30 Ağustos 2025'te, Cake Labs CEO'su Vikrant Sharma'nın görüşü, ABD Yüksek Mahkemesi'nin Harper v. Faulkender davasını incelememe kararının sonuçlarını vurguladı. Yüksek Mahkeme, alt mahkemenin kararına izin vererek, yüzyıllık üçüncü taraf doktrinini kamuya açık blok zinciri defterlerine uygulamış oldu. Bu doktrine göre, hizmet sağlayıcıyla gönüllü olarak paylaşılan herhangi bir veri, Dördüncü Değişiklik korumasını kaybeder ve böylece zincir üzerindeki işlem kayıtları, mahkeme izni olmadan devlet gözetimine açık hale gelir.
Karar, vergi otoritelerinin, savcıların ve özel analiz firmalarının kapsamlı finansal geçmişlere yargısal denetim olmadan erişmesine ve derleme yapmasına fiilen izin veriyor. Yeni onaylanmış bu ortamda büyüyen blok zinciri adli tıp satıcıları, analitik pazarlarının 2025'te tahmini 41 milyar dolara iki katından fazla artışını şimdiden gördü. Kümeleme yöntemleri, yasadışı stablecoin akışlarının %60'ından fazlasını işaretleyerek kullanıcılar için azalan takma ad gizliliğini gösteriyor ve iyi niyetli aktörler için önemli gizlilik riskleri oluşturuyor.
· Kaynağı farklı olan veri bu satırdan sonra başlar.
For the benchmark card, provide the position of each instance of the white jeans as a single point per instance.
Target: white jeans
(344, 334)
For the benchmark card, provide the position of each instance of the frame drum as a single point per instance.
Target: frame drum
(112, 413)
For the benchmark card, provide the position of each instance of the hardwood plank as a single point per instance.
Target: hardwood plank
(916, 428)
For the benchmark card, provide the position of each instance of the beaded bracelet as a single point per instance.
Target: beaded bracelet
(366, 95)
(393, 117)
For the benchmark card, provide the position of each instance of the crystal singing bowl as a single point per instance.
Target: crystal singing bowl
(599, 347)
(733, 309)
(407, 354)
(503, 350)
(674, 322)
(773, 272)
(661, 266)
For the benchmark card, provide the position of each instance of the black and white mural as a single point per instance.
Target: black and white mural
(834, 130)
Sharma, dijital finans için anayasal korumaların teknolojik gelişmelerin gerisinde kaldığını savunuyor. Geleneksel olarak mahkeme izni gerektiren banka ekstrelerinin aksine, kamuya açık zincir verisinin yerleşik bir gizlilik katmanı yoktur. Sonuç olarak, kişisel harcama alışkanlıkları, maaş dağılımları ve siyasi bağışlar kalıcı maruz kalmaya açıktır. Yazar, gizlilik artırıcı işlem protokollerinin varsayılan entegrasyonu gibi şifreleme mühendisliğindeki ilerlemelerin yalnızca gizli kullanıcı etkileşimlerini geri getirebileceğini ileri sürüyor.
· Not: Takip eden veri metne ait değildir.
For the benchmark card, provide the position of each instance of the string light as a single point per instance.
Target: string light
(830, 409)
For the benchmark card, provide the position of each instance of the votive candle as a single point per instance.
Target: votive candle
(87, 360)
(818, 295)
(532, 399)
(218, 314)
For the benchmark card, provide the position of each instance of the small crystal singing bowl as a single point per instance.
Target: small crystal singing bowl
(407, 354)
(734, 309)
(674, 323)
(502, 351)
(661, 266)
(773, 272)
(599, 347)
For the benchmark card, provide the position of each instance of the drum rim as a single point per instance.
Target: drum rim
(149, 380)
Statik, birbirine bağlanamayan alma tanımlayıcılarından çok taraflı hesaplama ile giriş karartmaya kadar uzanan ortaya çıkan teknikler, gizliliği güçlendirmek için yollar sunuyor. Bu yöntemler merkezi karıştırma havuzlarından kaçınır ve standart kümeleme yöntemlerini zorlaştırır, ancak hâlâ isteğe bağlı özelliklerdir ve bu da benimsemeyi sınırlar. Sharma, geliştiriciler, muhafızlar ve katman-2 ağları gizliliği varsayılan bir standart haline getirmezse ekosistemin tarihin en fazla gözetlenen ödeme sistemi olma riski taşıdığını uyarıyor.
Makale, gizliliğin göz ardı edilmesinin hem ana akım tüketici benimsenmesini hem de kurumsal katılımı tehlikeye attığını belirtiyor. Tüketici kripto ödemelerinin 2026'ya kadar %82 artması beklenirken benimseme oranlarının %3'ün altında kalması, gizlilik algılarının büyümenin ana itici güçleri olacağını ortaya koyuyor. Portföy yöneticileri ve muhafızlar acil bir zorunlulukla karşı karşıyadır: gizlilik araçlarını tasarımla entegre edin ya da kullanıcı güvenini müdahaleci analizlere teslim edin. Yüksek Mahkeme’nin tutumu, dijital çağda dijital finansal özgürlükleri korumak için teknik çözümlerin gerekliliğini vurgulamaktadır.